On his first day in office, President Trump did what every Republican president since Ronald Reagan has done: He reinstated a rule that prevents U.S. foreign aid from going to organizations overseas that so much as mention the word "abortion" to patients. An organization that provides reproductive health services around the world, Marie Stopes International, refused to sign the "global gag rule," as the policy is known. More than two years later, some of its branches are struggling to secure funding, and those who work at Marie Stopes say the rule has lit a fire under "anti-choice movements" around the continent.
In interviews with Bustle, directors for several Marie Stopes branches describe a "chilling effect" that they believe is an especially insidious effect of the global gag rule. They say it has generated stigma against the reproductive health services they provide, as well as emboldened groups that oppose women's reproductive rights overseas.
"There is this soft power element of the gag rule," Anne Coolen, director of Marie Stopes Ghana, says. "USAID is still the largest organization [that funds] family planning globally. And they do set the tone around the conversations around contraception, abortion, and women’s health."

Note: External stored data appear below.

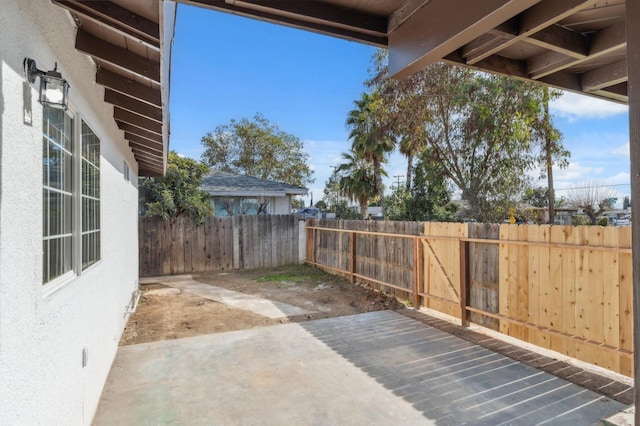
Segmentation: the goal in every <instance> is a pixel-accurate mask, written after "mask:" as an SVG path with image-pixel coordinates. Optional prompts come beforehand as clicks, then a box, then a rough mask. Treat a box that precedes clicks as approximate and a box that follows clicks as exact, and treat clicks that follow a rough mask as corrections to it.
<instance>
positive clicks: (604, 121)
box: [170, 4, 630, 203]
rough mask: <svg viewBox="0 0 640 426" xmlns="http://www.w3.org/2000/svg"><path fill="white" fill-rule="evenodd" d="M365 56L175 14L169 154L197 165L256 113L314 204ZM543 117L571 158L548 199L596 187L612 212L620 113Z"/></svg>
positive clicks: (272, 30)
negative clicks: (219, 125) (297, 141)
mask: <svg viewBox="0 0 640 426" xmlns="http://www.w3.org/2000/svg"><path fill="white" fill-rule="evenodd" d="M374 51H375V48H373V47H370V46H366V45H363V44H359V43H354V42H349V41H345V40H341V39H337V38H332V37H327V36H322V35H318V34H314V33H310V32H306V31H301V30H296V29H292V28H287V27H283V26H277V25H273V24H269V23H265V22H261V21H256V20H251V19H246V18H241V17H237V16H234V15H229V14H224V13H219V12H214V11H210V10H205V9H202V8H196V7H192V6H186V5H182V4H180V5H179V7H178V17H177V22H176V32H175V42H174V47H173V59H172V68H171V99H170V113H171V140H170V148H171V149H173V150H175V151H177V152H178V153H180V154H182V155H185V156H187V157H191V158H195V159H200V156H201V154H202V152H203V146H202V144H201V142H200V140H201V138H202V137H203V136H204V135H205V134H206V133H207V132H210V131H213V130H214V129H215V128H216V127H217V126H218V125H221V124H226V123H229V121H230V120H231V119H232V118H236V119H240V118H242V117H247V118H251V117H253V116H254V115H255V114H256V113H257V112H260V113H262V114H263V115H264V116H265V117H266V118H267V119H269V120H270V121H271V122H272V123H274V124H277V125H278V126H279V127H280V128H281V129H282V130H284V131H286V132H288V133H292V134H294V135H296V136H297V137H299V138H300V139H301V140H302V141H303V143H304V146H305V150H306V151H307V153H308V154H309V157H310V158H309V161H310V164H311V167H312V169H313V170H314V178H315V182H314V183H313V184H312V185H309V188H310V190H311V191H312V192H313V200H314V202H315V201H318V200H320V199H321V198H322V195H323V194H322V190H323V188H324V184H325V182H326V180H327V179H328V177H329V176H330V174H331V171H332V169H331V166H332V165H337V164H338V163H339V162H340V153H341V152H344V151H347V150H348V148H349V146H350V142H349V141H348V139H347V133H348V132H347V130H346V128H345V124H344V123H345V118H346V116H347V112H348V111H349V110H350V109H351V108H352V107H353V101H354V100H355V99H358V98H359V96H360V94H361V93H362V91H363V90H365V87H364V84H363V83H364V81H365V80H366V79H367V77H368V68H369V66H370V59H371V56H372V54H373V52H374ZM551 112H552V114H553V116H554V124H555V125H556V127H557V128H559V129H560V130H561V131H562V133H563V135H564V145H565V147H566V148H567V149H568V150H569V151H571V154H572V155H571V163H570V165H569V167H568V168H567V169H564V170H555V171H554V173H555V176H554V184H555V187H556V188H557V189H558V191H557V195H558V196H561V195H566V193H567V191H566V190H565V191H563V189H569V188H571V187H577V186H580V185H581V184H583V183H584V182H585V181H587V180H590V181H593V180H596V181H598V182H599V183H602V184H606V185H611V187H612V189H614V190H616V191H617V192H618V196H619V200H620V202H621V200H622V197H623V196H624V195H628V194H629V193H630V187H629V130H628V113H627V108H626V107H625V106H622V105H619V104H616V103H612V102H607V101H600V100H597V99H593V98H589V97H586V96H581V95H575V94H566V95H564V96H563V97H562V98H560V99H559V100H557V101H555V102H554V103H553V104H552V105H551ZM405 170H406V163H405V161H404V160H403V157H401V156H400V155H398V154H395V155H393V156H392V157H391V160H390V162H389V164H388V165H387V172H388V175H389V176H390V177H391V178H390V179H389V182H387V184H388V185H390V184H391V179H393V178H392V177H393V176H394V175H404V174H405ZM394 182H395V179H394ZM545 185H546V184H545ZM305 201H306V203H308V202H309V198H307V199H306V200H305Z"/></svg>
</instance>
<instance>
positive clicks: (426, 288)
mask: <svg viewBox="0 0 640 426" xmlns="http://www.w3.org/2000/svg"><path fill="white" fill-rule="evenodd" d="M424 235H426V236H425V237H420V239H419V240H420V244H419V250H420V251H421V252H422V253H421V254H422V255H423V259H424V260H423V262H424V266H423V268H422V271H421V275H422V277H421V278H422V279H419V280H418V291H417V293H418V295H419V296H420V297H423V298H424V302H423V303H422V304H423V306H426V307H428V308H431V309H435V310H437V311H439V312H444V313H446V314H448V315H451V316H454V317H456V318H462V315H461V313H462V309H461V306H464V305H465V304H466V300H464V297H465V295H466V292H465V291H461V283H465V282H467V280H466V267H465V263H466V262H461V259H463V258H464V257H461V256H465V254H466V253H465V252H464V251H463V250H461V248H463V249H464V247H465V243H461V242H460V238H466V237H467V224H465V223H446V224H445V223H431V222H427V223H425V232H424ZM419 258H420V257H418V259H419ZM461 277H464V279H461Z"/></svg>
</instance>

Carole Sekimpi, director of Marie Stopes Uganda, echoes Coolen's point about how U.S. policy influences other countries. Though the Uganda branch lost $20 million in USAID funding because of the rule, Sekimpi says the chilling effect on the organization's work has been more damaging.
"The U.S. government being as big as they are, they set the tone for the world," Sekimpi says. "We find more people speaking critically of sexual reproductive health [now.] The anti-choice movement is also really well funded. ... They come up with all sorts of stories and all sorts of allegations against our work."
According to Sekimpi, there's a burgeoning campaign in Uganda that claims Africa is being "recolonized" through family planning, and that Marie Stopes Uganda specifically "coerces women to take family planning methods." She points to a 2018 film titled "Strings Attached," which alleges that the west is "ideologically colonizing" the continent by promoting and investing in reproductive care there. Obianuju Ekeocha, a U.K.-based abortion opponent, was the film's executive producer.
In communities where people are already suspicious of family planning services, the Marie Stopes country directors say that the global gag rule further reinforces negative attitudes in a way that hampers the organization's ability to do its work.
Since Marie Stopes Madagascar's last contract with USAID ended in 2017, Lalaina Razafinirinasoa, country director there, says it's been "very difficult" for her team to close a $3.5 million funding gap. Without that funding, she says it's been hard to combat "rumors" people spread about Marie Stopes' services and methods with information about the positive impact that access to reproductive health care has on the communities the organization serves.
Sekimpi has experienced a similar challenge. Since the global gag rule was reinstated, the organization has struggled to maintain a steady presence in parts of the country where people are more resistant to family planning services. That presence is crucial to building trust and engagement to "move them along the spectrum" of acceptance, according to Sekimpi.
She points to Uganda's remote Karamoja region, where she notes people haven't readily embraced family planning and teenage pregnancy is high. Previously, Sekimpi says Marie Stopes Uganda had an entire team located in the region to work with the community.
"Now we cannot afford it because we need to be more efficient [with money]," she says. Outreach teams now only go in to work with communities in Karamoji occasionally, where Sekimpi says someone really needs to be there every day to invest the necessary time and effort in them.
In January, Marie Stopes International said it still had a $50 million funding gap to close. That amount translates to an estimated 1.8 million unintended pregnancies, 600,000 unsafe abortions, and 4,600 preventable maternal deaths, according to the organization.
The experiences in filling that funding gap has varied from branch to branch. Sekimpi says Marie Stopes Uganda was able diversify its donor pool after losing USAID funding and continues its work at roughly the same scale. Coolen says funding for Marie Stopes Ghana wasn't directly impacted by the global gag rule, but she still worries that groups advocating against contraceptives and safe abortion could gain a foothold in that country.
"The chilling effect just makes everything difficult," Sekimpi says. When groups that oppose abortion and family planning services see that the U.S. government is "seemingly working against women's rights," she adds, it gives those groups license to do the same.
On the flip side, Sekimpi points out that working in such a challenging environment has made it clear just who shares the organization's mission.
"We want to use the opportunity now to identify our true allies and build networks that can withstand whoever is in the White House so that services for women continue, irrespective," she says. "The chilling effect is building an army of really resilient people."